More than half of all Buckfast is consumed in Scotland. Dubbed the “Buckfast belt”, Lanarkshire has the highest sales (believed to be in the region of 10 per cent) where the drink is known as Coatbridge table wine, referring to the Scottish town in which Buckfast is so popular. Several establishments offer the drink on tap

It is estimated that Scots spend more than £50,000 a day on the drink, which has total sales of around £37 million a year

54 per cent of “dangerous litter” found on Scottish housing estates is broken Buckfast bottles according to research by Glasgow Caledonian and Dundee universities

The drink has a range of nicknames including Wreck the Hoose Juice, Mrs Brown, Commotion Lotion, Bottle of fight the world, Bottle of beat the wife, Liquid speed and Scranjuice. The comic creation Rab C. Nesbitt was so fond of Buckie that in one episode he travelled the length of Britain to visit Buckfast Abbey

There are more than 200 groups dedicated to Buckfast on Facebook.

Buckfast in the Republic of Ireland has slightly lower alcohol content and is sold in a brown bottle rather than the green bottle found in the UK
My grandmother and her brothers and sisters were given a spoonful of Buckfast every day by their mother before they went to school.  Never did them any harm!
Quid interest inter Scotum et sotum?
It must be nice to be a bishop of a national church. 

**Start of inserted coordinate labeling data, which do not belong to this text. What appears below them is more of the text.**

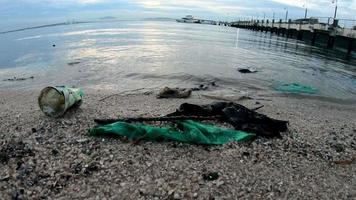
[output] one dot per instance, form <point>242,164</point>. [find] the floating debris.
<point>73,63</point>
<point>294,88</point>
<point>246,70</point>
<point>19,79</point>
<point>174,93</point>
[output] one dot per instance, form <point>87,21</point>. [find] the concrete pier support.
<point>331,42</point>
<point>300,35</point>
<point>351,45</point>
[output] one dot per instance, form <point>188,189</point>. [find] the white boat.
<point>188,19</point>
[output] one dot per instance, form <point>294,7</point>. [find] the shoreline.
<point>55,158</point>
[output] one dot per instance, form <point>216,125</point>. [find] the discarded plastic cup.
<point>55,101</point>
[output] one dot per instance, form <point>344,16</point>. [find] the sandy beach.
<point>44,158</point>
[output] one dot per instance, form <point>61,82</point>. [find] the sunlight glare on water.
<point>148,54</point>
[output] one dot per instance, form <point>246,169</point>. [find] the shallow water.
<point>128,55</point>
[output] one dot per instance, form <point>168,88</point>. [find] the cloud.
<point>215,9</point>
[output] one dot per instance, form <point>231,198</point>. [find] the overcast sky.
<point>136,9</point>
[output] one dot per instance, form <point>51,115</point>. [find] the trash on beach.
<point>294,88</point>
<point>186,131</point>
<point>240,117</point>
<point>55,101</point>
<point>246,71</point>
<point>203,87</point>
<point>174,93</point>
<point>211,176</point>
<point>19,79</point>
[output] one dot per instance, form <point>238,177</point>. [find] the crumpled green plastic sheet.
<point>295,88</point>
<point>190,132</point>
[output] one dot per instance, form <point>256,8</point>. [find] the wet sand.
<point>56,159</point>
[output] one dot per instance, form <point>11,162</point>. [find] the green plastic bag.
<point>295,88</point>
<point>192,132</point>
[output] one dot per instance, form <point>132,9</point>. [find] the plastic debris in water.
<point>295,88</point>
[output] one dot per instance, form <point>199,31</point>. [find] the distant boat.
<point>188,19</point>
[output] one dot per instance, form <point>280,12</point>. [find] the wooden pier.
<point>329,35</point>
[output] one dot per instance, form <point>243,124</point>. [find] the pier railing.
<point>339,32</point>
<point>340,27</point>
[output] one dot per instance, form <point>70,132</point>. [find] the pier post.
<point>350,47</point>
<point>313,38</point>
<point>331,42</point>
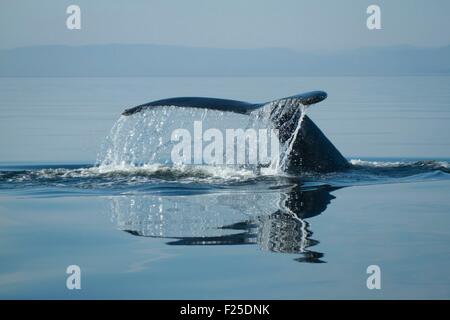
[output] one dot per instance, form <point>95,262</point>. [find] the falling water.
<point>144,139</point>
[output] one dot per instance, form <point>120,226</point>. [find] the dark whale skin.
<point>312,151</point>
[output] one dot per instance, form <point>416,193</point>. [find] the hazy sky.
<point>302,25</point>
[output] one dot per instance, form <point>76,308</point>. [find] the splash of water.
<point>144,139</point>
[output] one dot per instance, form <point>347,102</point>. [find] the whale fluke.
<point>311,150</point>
<point>225,104</point>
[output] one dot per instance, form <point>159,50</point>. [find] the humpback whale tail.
<point>311,149</point>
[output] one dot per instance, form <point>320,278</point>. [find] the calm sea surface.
<point>213,233</point>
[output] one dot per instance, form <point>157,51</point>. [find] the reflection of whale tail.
<point>311,149</point>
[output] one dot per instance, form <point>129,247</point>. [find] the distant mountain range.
<point>158,60</point>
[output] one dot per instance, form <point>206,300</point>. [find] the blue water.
<point>205,232</point>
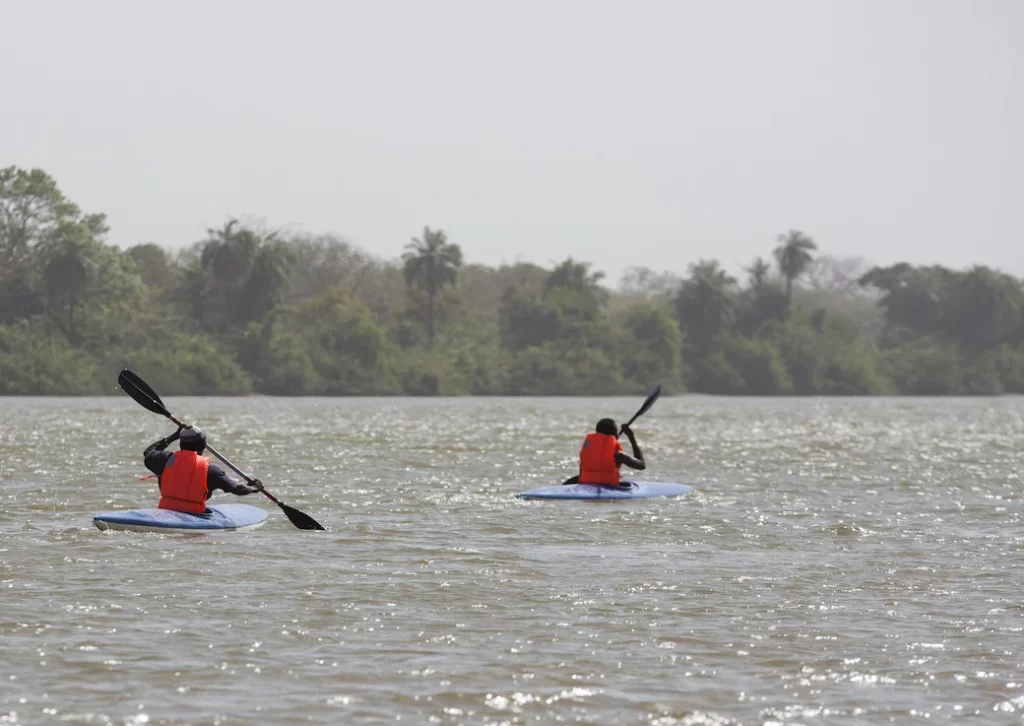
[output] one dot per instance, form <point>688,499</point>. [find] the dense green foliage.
<point>245,310</point>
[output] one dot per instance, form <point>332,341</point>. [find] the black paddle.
<point>654,395</point>
<point>651,397</point>
<point>147,398</point>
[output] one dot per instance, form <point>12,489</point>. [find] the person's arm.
<point>155,457</point>
<point>636,461</point>
<point>217,478</point>
<point>162,443</point>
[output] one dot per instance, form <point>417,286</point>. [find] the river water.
<point>841,561</point>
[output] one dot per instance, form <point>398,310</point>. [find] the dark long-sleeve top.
<point>634,462</point>
<point>216,478</point>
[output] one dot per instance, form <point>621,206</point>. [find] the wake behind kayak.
<point>222,517</point>
<point>638,489</point>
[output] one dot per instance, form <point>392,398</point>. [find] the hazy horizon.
<point>649,133</point>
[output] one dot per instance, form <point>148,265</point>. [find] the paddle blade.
<point>140,391</point>
<point>654,394</point>
<point>299,519</point>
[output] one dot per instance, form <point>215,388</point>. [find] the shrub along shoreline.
<point>251,311</point>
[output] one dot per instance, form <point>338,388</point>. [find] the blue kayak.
<point>637,489</point>
<point>221,517</point>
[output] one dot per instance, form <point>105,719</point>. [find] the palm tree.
<point>758,272</point>
<point>268,278</point>
<point>793,255</point>
<point>706,304</point>
<point>430,264</point>
<point>229,253</point>
<point>67,267</point>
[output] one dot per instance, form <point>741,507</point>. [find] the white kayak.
<point>636,489</point>
<point>221,517</point>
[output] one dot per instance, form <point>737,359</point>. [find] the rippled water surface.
<point>851,561</point>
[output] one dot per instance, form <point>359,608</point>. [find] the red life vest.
<point>597,460</point>
<point>182,485</point>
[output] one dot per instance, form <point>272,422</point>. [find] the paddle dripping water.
<point>849,561</point>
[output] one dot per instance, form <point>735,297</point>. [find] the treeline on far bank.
<point>247,310</point>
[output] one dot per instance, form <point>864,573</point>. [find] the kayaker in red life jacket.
<point>186,478</point>
<point>602,455</point>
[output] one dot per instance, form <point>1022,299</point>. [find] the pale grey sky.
<point>647,132</point>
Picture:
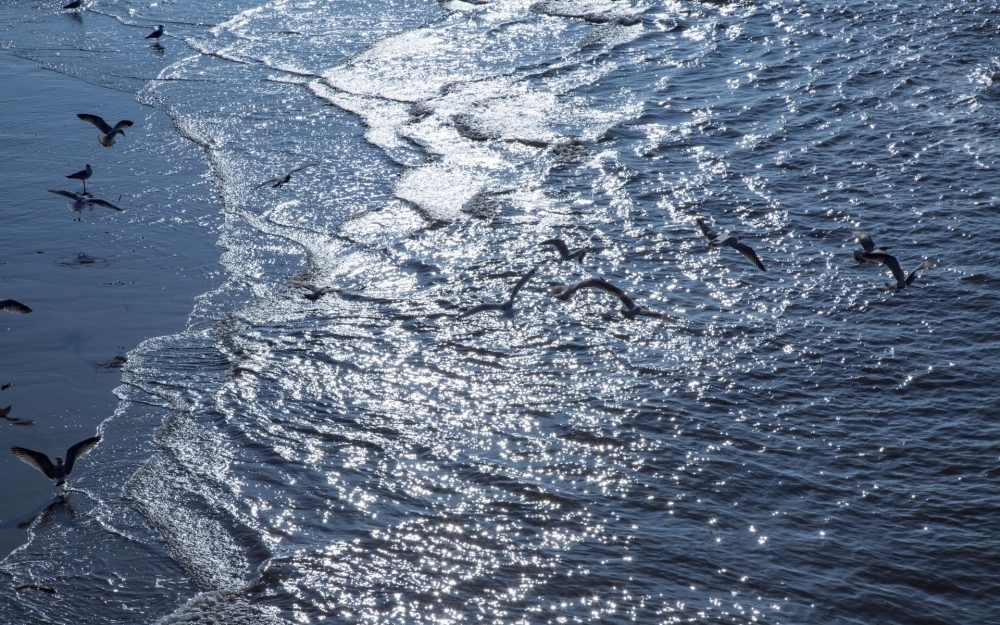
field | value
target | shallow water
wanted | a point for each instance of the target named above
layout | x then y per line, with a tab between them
790	446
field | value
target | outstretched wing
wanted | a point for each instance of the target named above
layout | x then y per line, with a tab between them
707	230
97	121
479	309
73	196
78	450
864	239
102	203
36	459
929	262
747	251
520	284
890	262
14	306
559	245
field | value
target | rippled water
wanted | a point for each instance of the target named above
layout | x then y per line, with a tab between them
791	446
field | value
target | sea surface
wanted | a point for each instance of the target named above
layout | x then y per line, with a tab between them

Even Benedict realized the futility of denying his monks wine...
Where is Devoted Knuckles when we need a balanced and unbiased opinion of this Bishop's important social commentary?

Come on DK !!!
Suffice it to say that this heretic is no bishop at all.
The prohibition is the US between 1920 and 1933 clearly proved that alcoholic beverages in themselves do not commit crimes, people are who commit crimes, and the government regulation makes thins worse.

Probably the episcopal action is backed by the wine-beer-distilledliquor makers.